El padre de Caroline había sido tan cobarde como luego lo fue su marido; Gustave tuvo que suplantarle. En sus
Souvenirs intimes
, Caroline recuerda el día en que su tío regresó de Egipto, cuando ella era una muchacha: aparece una noche de improviso, la despierta, la saca de la cama, estalla en una carcajada porque el camisón que lleva le parece muy largo, y le da un par de besazos en las mejillas. El acaba de entrar y tiene el bigote frío y húmedo del rocío. Ella se asusta, y siente un gran alivio cuando por fin la deja en el suelo. ¿Qué es esto sino una versión estereotipada del alarmante regreso a casa del padre ausente; el regreso de la guerra, de los negocios, del extranjero, de la amante, del peligro?

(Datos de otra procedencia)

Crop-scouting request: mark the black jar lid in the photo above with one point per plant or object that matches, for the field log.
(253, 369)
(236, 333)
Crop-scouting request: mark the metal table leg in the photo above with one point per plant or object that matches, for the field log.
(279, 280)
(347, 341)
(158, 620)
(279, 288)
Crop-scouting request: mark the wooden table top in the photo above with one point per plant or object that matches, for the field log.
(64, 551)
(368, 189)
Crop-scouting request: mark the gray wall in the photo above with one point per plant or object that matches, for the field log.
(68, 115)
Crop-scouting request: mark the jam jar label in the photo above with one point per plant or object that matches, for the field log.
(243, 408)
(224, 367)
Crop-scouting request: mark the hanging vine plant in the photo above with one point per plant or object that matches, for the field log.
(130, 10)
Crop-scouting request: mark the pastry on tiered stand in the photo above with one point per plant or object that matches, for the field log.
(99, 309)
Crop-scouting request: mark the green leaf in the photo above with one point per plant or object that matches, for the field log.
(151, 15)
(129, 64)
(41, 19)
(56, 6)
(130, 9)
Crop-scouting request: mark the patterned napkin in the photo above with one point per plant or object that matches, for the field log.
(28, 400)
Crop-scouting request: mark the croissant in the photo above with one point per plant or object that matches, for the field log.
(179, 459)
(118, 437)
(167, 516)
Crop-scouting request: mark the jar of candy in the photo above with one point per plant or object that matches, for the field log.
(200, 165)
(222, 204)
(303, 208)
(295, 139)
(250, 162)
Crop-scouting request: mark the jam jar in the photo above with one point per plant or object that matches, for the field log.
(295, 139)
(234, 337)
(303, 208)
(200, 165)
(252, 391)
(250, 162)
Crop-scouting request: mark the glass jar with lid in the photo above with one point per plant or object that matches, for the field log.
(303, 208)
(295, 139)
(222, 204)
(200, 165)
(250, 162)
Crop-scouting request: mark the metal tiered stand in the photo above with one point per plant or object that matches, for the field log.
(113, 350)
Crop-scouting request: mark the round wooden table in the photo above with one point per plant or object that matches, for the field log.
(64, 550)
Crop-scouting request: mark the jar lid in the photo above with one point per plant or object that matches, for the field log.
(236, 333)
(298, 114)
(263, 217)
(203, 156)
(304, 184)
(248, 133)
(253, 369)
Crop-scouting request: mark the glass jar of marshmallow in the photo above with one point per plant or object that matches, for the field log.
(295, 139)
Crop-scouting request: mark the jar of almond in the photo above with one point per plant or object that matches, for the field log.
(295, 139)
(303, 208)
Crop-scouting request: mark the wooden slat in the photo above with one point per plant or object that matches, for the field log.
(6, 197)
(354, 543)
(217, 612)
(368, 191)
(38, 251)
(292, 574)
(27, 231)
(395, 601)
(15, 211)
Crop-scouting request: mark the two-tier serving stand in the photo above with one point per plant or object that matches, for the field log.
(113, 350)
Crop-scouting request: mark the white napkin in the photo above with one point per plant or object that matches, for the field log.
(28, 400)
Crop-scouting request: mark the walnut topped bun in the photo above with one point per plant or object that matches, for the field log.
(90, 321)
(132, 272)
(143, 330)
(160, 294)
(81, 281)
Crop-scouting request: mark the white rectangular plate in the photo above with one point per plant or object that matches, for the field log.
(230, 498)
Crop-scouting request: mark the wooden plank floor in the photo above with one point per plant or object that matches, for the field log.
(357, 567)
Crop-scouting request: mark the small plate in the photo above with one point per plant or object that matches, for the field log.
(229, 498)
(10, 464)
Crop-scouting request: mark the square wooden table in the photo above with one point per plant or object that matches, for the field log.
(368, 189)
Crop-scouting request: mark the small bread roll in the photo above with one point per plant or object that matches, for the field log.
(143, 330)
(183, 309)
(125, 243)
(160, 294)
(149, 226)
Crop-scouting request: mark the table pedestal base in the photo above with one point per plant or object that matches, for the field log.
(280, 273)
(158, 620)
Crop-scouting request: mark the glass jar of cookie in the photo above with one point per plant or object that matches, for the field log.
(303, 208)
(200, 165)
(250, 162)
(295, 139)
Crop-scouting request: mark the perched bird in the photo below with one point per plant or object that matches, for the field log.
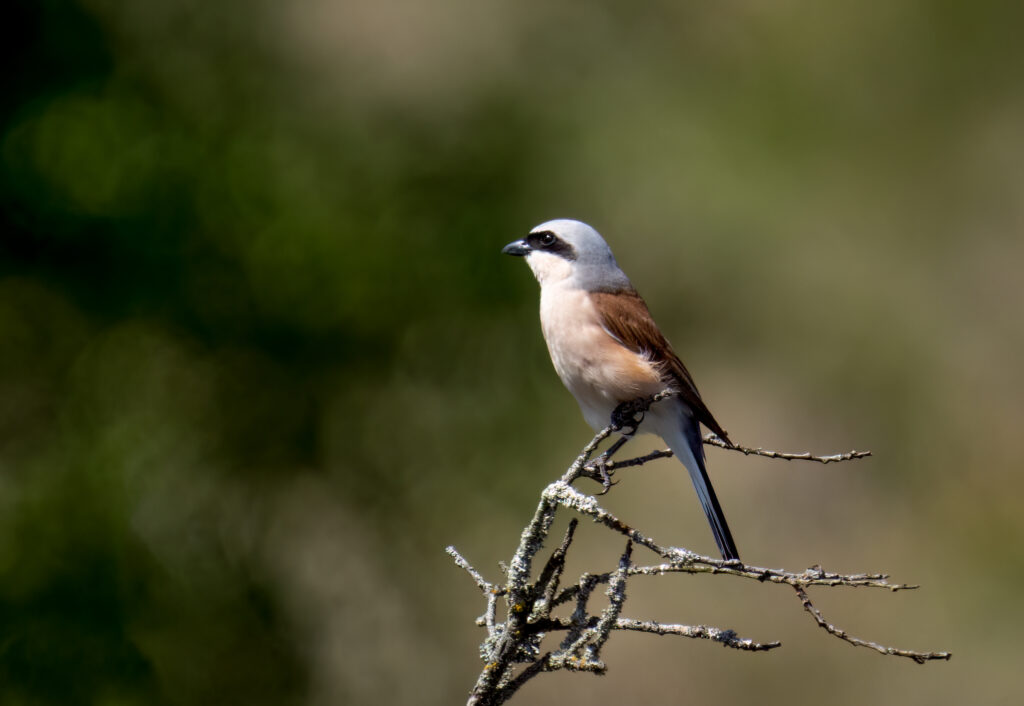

El la adoraba. En Londres la llevó a ver la Great Exhibition; esta vez a Caroline le gustó estar en sus brazos, que la protegían de la multitud atemorizadora. Él le enseñó historia: la historia de Pelopidas y Epaminondas; le enseñó geografía, sacando una pala y un balde lleno de agua al jardín, en donde construyó para ella instructivas penínsulas, islas, bahías y promontorios. A Caroline le encantó vivir su infancia a su lado, y el recuerdo de esa felicidad sobrevivió a pesar de los infortunios de su vida de adulta. En 1930, cuando Caroline contaba ochenta y cuatro años, conoció a Willa Carther en Aix-l.es-B.ains, y recordó ante ella las horas pasadas hacía ochenta años en una alfombra de un rincón del estudio de Gustave; él trabajaba, y ella leía, observando un silencio estricto del que, sin embargo, se sentía orgullosa. «Cuando estaba tendida en su rincón, a Caroline le gustaba pensar que estaba encerrada en una jaula con un animal salvaje y peligroso, un tigre, un león o un oso, que había devorado ya a su guardián y que estaba dispuesto a saltar sobre el primero que abriese la puerta pero con el que ella se sentía orgullosamente segura, según afirmó sonriente.»

Pero después se presentaron las necesidades de la madurez. Él le dio malos consejos, y Caroline se casó con un cobarde. Luego se convirtió en una esnob; sólo pensaba en el mundo de los elegantes; y por fin intentó echar a su tío de la mismísima casa en la que le habían sido introducidas en el cerebro las cosas más útiles que sabía.